Keywords: ChatGPT, Chat Generative Pre-trained Transformer, GPT-4, Generative Pre-trained Transformer 4, artificial intelligence, AI, medical education, Japanese Medical Licensing Examination, medical licensing, clinical support, learning model
Introduction
ChatGPT (Chat Generative Pre-trained Transformer; OpenAI) is a state-of-the-art large language model (LLM) that can simulate human-like conversations based on user input [1]. As a continually evolving model in natural language processing (NLP), ChatGPT has the potential to be a valuable tool for clinical support and medical education, as already explored by Microsoft and OpenAI [2]. Studies have revealed that ChatGPT provided highly accurate answers to the US Certified Public Accountant exam and the US bar exam [3,4]. In the medical domain, ChatGPT achieved the passing criteria for the US Medical Licensing Examination (USMLE) [5,6]. Although challenges persist in applying ChatGPT to clinical medicine [7-9], it has demonstrated sufficient performance in English examinations [10].
However, in a previous study, ChatGPT, based on GPT-3.5 (Generative Pre-trained Transformer), performed poorly for 77 out of 79 medical students on a South Korean parasitology examination, which resulted in questions about its ability to provide medically accurate responses in non-English languages [11]. On March 14, 2023, OpenAI unveiled GPT-4, the latest version of its LLM [12]. Compared with its predecessor GPT-3.5, GPT-4 is “more reliable, creative, and able to handle many more nuanced instructions” [12]. OpenAI announced that GPT-4 could perform well in academic and specialized fields [12,13], and its performance in languages other than English was enhanced. However, OpenAI has yet to verify the performance of GPT-4 in the medical field in Japanese. When considering the application of GPT-4 to medical education and clinical practice in non–English-speaking regions, confirming its reliability for clinical reasoning and medical knowledge in non-English languages is critical [14].
Therefore, this study compared the accuracy of GPT-3.5 and GPT-4 on the Japanese Medical Licensing Examination (JMLE) [15]. Furthermore, the accuracy of each model was compared for various question types and difficulty levels.
Methods
Overview
We used the default mode of ChatGPT, which is based on GPT-3.5, and the GPT-4 model of ChatGPT Plus. The latest JMLE, number 117, conducted on February 4 and 5, 2023, was also used for this study. The JMLE comprises 400 questions, which were classified into 3 categories: essential knowledge questions, which test the knowledge and ethics required of a doctor; general clinical questions, which cover numerous diseases; and specific disease questions, which test the knowledge of each disease [15]. Furthermore, we categorized those questions into 3 types: general questions that tested knowledge of a specific topic, clinical questions that required case presentation and clinical reasoning, and clinical sentence questions with several questions in a single case. The passing criteria of the 117th JMLE are as follows: a minimum score of 80% on the essential knowledge questions and 74.6% on the remaining questions [15,16]. The exclusion criteria included questions for which the Ministry of Health, Labour and Welfare (MHLW) announced as being excluded (n=5), as well as questions containing tables (n=7), images (n=125), and underlining (n=9), which are not recognized by ChatGPT. In total, 254 questions were used in the final analysis.
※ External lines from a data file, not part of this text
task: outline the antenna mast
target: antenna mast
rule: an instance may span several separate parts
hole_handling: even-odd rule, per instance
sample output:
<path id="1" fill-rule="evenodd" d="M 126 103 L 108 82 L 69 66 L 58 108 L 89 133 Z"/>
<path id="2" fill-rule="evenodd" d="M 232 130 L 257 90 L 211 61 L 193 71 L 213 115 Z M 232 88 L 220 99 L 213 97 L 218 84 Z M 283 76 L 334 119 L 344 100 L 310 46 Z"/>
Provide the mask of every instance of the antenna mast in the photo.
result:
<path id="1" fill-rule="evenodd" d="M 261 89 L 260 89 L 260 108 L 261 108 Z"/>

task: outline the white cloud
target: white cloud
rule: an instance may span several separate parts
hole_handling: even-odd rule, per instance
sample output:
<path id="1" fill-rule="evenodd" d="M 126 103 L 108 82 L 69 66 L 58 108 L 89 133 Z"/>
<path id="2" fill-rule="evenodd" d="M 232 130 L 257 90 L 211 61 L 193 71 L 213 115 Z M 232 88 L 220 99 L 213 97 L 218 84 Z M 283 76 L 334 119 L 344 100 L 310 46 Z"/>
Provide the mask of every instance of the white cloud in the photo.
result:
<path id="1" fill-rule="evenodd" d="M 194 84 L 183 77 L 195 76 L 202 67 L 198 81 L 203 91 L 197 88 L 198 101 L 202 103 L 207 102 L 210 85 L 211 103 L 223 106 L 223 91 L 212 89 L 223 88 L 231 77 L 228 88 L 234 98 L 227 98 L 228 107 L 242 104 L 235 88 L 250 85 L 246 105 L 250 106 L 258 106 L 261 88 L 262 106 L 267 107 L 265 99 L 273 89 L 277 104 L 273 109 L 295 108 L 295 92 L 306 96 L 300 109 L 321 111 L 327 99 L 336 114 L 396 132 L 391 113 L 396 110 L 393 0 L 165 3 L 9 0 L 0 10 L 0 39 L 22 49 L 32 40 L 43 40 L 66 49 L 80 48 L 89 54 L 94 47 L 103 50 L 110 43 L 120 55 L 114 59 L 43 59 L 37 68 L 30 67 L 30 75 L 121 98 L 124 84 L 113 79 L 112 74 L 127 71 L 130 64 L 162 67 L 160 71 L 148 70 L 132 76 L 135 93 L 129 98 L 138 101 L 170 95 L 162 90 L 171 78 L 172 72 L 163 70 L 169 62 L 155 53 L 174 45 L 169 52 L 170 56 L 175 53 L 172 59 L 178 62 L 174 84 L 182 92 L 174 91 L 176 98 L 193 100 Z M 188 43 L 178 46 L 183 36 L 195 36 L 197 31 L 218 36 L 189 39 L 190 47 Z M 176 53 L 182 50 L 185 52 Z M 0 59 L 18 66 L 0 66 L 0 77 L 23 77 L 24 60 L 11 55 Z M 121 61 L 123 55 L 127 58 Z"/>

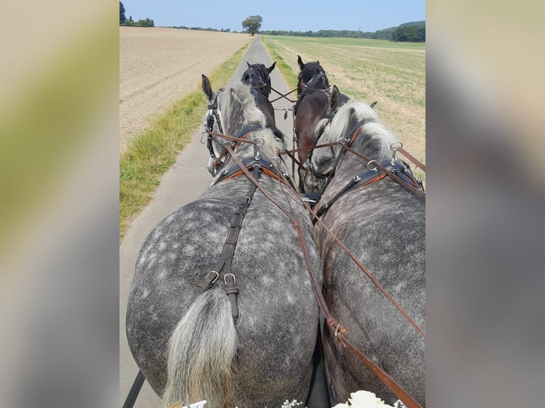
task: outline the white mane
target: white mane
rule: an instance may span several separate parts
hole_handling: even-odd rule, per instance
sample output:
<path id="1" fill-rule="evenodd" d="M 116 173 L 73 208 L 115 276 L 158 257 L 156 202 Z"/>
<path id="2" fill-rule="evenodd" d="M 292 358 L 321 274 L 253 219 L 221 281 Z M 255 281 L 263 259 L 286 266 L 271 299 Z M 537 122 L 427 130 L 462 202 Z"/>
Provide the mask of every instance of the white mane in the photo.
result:
<path id="1" fill-rule="evenodd" d="M 348 133 L 356 124 L 361 122 L 364 124 L 359 130 L 353 147 L 356 148 L 357 146 L 361 145 L 364 139 L 369 137 L 374 142 L 374 148 L 378 148 L 378 151 L 373 152 L 372 159 L 379 163 L 390 159 L 391 157 L 390 146 L 398 141 L 398 139 L 386 125 L 380 122 L 373 108 L 364 102 L 349 102 L 342 106 L 329 126 L 326 128 L 318 144 L 331 143 L 341 138 L 350 137 L 351 134 Z M 318 127 L 324 123 L 324 121 L 321 121 Z M 365 154 L 364 151 L 361 153 Z"/>

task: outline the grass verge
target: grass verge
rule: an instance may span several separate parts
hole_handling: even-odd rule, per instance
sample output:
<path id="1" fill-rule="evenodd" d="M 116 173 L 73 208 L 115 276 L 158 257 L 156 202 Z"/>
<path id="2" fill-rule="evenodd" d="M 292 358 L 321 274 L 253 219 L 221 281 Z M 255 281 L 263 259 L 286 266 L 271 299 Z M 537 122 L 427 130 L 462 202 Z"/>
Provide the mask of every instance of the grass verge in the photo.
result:
<path id="1" fill-rule="evenodd" d="M 249 43 L 208 77 L 213 89 L 225 85 L 242 60 Z M 120 245 L 131 221 L 151 200 L 161 176 L 176 161 L 201 124 L 206 100 L 199 89 L 176 102 L 129 141 L 120 156 Z"/>
<path id="2" fill-rule="evenodd" d="M 292 68 L 286 63 L 282 55 L 277 51 L 274 43 L 268 41 L 263 36 L 261 36 L 261 43 L 267 48 L 271 59 L 273 61 L 276 61 L 276 68 L 280 72 L 282 76 L 284 77 L 288 87 L 290 89 L 296 88 L 297 87 L 298 74 L 295 73 Z"/>

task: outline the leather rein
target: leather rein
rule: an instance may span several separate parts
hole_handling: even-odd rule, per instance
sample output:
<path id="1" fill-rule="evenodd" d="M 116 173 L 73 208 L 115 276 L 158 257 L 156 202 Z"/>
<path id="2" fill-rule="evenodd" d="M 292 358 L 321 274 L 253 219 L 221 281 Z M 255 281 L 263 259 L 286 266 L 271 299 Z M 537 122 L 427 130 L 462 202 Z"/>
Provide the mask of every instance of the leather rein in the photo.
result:
<path id="1" fill-rule="evenodd" d="M 325 318 L 325 322 L 327 326 L 329 328 L 329 330 L 332 331 L 334 331 L 334 337 L 338 340 L 342 342 L 343 344 L 344 344 L 346 347 L 348 347 L 350 350 L 354 353 L 363 363 L 371 370 L 373 372 L 375 373 L 375 375 L 382 381 L 386 387 L 398 397 L 399 398 L 403 404 L 408 407 L 408 408 L 421 408 L 421 407 L 418 404 L 418 403 L 411 396 L 407 393 L 398 384 L 397 384 L 393 379 L 392 379 L 391 377 L 390 377 L 388 373 L 386 373 L 384 370 L 383 370 L 380 367 L 374 364 L 369 358 L 368 358 L 357 347 L 356 347 L 347 338 L 346 338 L 346 329 L 340 323 L 339 323 L 335 318 L 332 315 L 331 312 L 329 310 L 329 308 L 327 307 L 327 305 L 325 302 L 325 299 L 324 299 L 324 296 L 322 294 L 321 288 L 319 286 L 319 284 L 318 282 L 318 280 L 316 277 L 316 274 L 312 268 L 312 263 L 310 262 L 310 257 L 308 253 L 308 246 L 307 245 L 306 240 L 305 239 L 305 235 L 303 234 L 303 232 L 301 229 L 301 227 L 300 225 L 299 222 L 294 218 L 294 216 L 287 210 L 286 210 L 282 205 L 280 205 L 276 200 L 268 193 L 263 188 L 260 186 L 260 184 L 258 183 L 258 180 L 253 177 L 253 176 L 250 173 L 250 171 L 244 166 L 242 161 L 238 159 L 236 155 L 234 154 L 234 151 L 231 149 L 231 147 L 227 146 L 226 147 L 228 151 L 229 151 L 229 153 L 233 156 L 235 161 L 237 162 L 237 163 L 239 165 L 240 168 L 242 169 L 243 172 L 245 176 L 253 183 L 256 186 L 257 188 L 258 188 L 263 194 L 267 197 L 271 203 L 272 203 L 275 205 L 276 205 L 281 211 L 282 211 L 286 216 L 288 218 L 288 219 L 292 222 L 292 225 L 293 225 L 293 227 L 295 229 L 297 233 L 297 237 L 300 241 L 300 243 L 301 244 L 301 249 L 303 253 L 303 257 L 305 259 L 305 264 L 307 265 L 307 270 L 308 272 L 309 276 L 310 277 L 310 279 L 312 282 L 312 287 L 314 292 L 314 296 L 316 297 L 317 301 L 318 303 L 318 306 L 320 308 L 320 311 L 322 311 L 322 314 L 324 315 Z M 276 168 L 276 166 L 275 166 Z M 280 178 L 280 172 L 279 173 L 279 178 Z M 292 187 L 290 186 L 290 188 L 292 188 L 292 191 L 295 192 L 297 197 L 299 196 L 299 193 L 297 192 L 297 190 Z M 312 212 L 312 210 L 302 200 L 300 199 L 300 200 L 301 203 L 302 203 L 303 205 L 305 207 L 305 208 L 309 211 Z M 319 220 L 320 222 L 322 222 L 321 220 Z M 323 225 L 323 223 L 322 223 Z M 371 277 L 371 279 L 373 280 L 374 282 L 375 282 L 376 284 L 380 288 L 382 286 L 379 284 L 376 280 L 374 279 L 374 277 L 371 275 L 371 274 L 369 272 L 369 271 L 365 269 L 365 267 L 359 262 L 359 261 L 357 259 L 357 258 L 348 249 L 348 248 L 346 247 L 346 246 L 341 242 L 337 237 L 335 237 L 332 232 L 325 226 L 324 225 L 326 230 L 332 235 L 334 238 L 339 243 L 342 249 L 346 252 L 346 253 L 350 256 L 352 259 L 354 259 L 358 265 L 362 268 L 364 272 L 368 274 Z M 386 292 L 386 291 L 382 288 L 381 289 L 383 291 Z M 386 292 L 387 294 L 387 292 Z M 392 301 L 394 304 L 397 304 L 395 301 L 391 298 L 391 296 L 388 296 L 388 299 L 390 299 L 391 301 Z M 401 306 L 398 305 L 398 308 L 401 308 Z M 403 309 L 401 309 L 403 311 Z M 411 319 L 410 317 L 408 316 L 406 313 L 404 312 L 404 311 L 402 312 L 403 313 L 403 316 L 405 316 L 408 319 Z M 416 323 L 414 323 L 412 319 L 411 321 L 413 322 L 413 326 L 416 325 Z M 416 326 L 418 327 L 418 326 Z M 423 335 L 425 336 L 423 334 L 423 332 L 420 330 Z"/>

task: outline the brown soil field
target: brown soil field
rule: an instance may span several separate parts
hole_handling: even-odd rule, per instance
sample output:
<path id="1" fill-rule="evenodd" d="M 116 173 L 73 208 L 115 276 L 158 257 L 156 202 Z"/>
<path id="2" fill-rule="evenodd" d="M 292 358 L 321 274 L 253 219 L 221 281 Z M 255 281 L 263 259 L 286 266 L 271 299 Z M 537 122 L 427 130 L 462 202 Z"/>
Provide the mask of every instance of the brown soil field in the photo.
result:
<path id="1" fill-rule="evenodd" d="M 120 27 L 120 151 L 147 119 L 195 90 L 253 38 L 248 34 Z"/>

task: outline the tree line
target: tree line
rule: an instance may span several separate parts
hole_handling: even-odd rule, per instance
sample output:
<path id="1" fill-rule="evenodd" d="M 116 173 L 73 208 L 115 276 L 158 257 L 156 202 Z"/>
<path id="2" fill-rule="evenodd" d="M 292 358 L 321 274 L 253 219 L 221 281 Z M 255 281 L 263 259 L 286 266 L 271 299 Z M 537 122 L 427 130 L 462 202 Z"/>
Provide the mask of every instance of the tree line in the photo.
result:
<path id="1" fill-rule="evenodd" d="M 374 40 L 390 40 L 391 41 L 425 41 L 425 21 L 405 23 L 397 27 L 390 27 L 375 32 L 354 30 L 319 30 L 318 31 L 292 31 L 272 30 L 259 31 L 269 36 L 295 36 L 300 37 L 338 37 L 351 38 L 371 38 Z"/>
<path id="2" fill-rule="evenodd" d="M 149 19 L 147 17 L 146 17 L 146 18 L 144 20 L 138 20 L 138 21 L 134 21 L 132 19 L 132 16 L 129 16 L 129 19 L 127 20 L 125 17 L 125 8 L 123 6 L 123 4 L 120 1 L 120 26 L 154 27 L 155 23 L 153 22 L 152 19 Z"/>

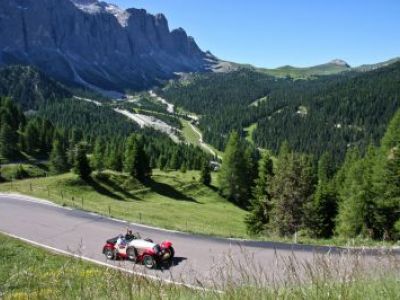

Questions and their multiple-choice answers from the JMLE were used in their original Japanese form, as was the official national examination rubric. Instructions for using ChatGPT were also provided in Japanese. A typical rubric is as follows:
We will present questions for the Japanese National Medical Examination. There will be five options from a to e, and you must choose the appropriate option for the question. If there is no specific limit on the number of options to choose, please select one option only.
15
The definition of “correct” answers to the questions asked to GPT-3.5 and GPT-4 was based on the answers to the JMLE, which were published on the website of the MHLW [15]. Only the answers that were clearly correct and followed the instructions provided in the question text were considered “correct.” Ambiguous answers, evident mistakes, and responses with an excessive number of candidates were considered incorrect.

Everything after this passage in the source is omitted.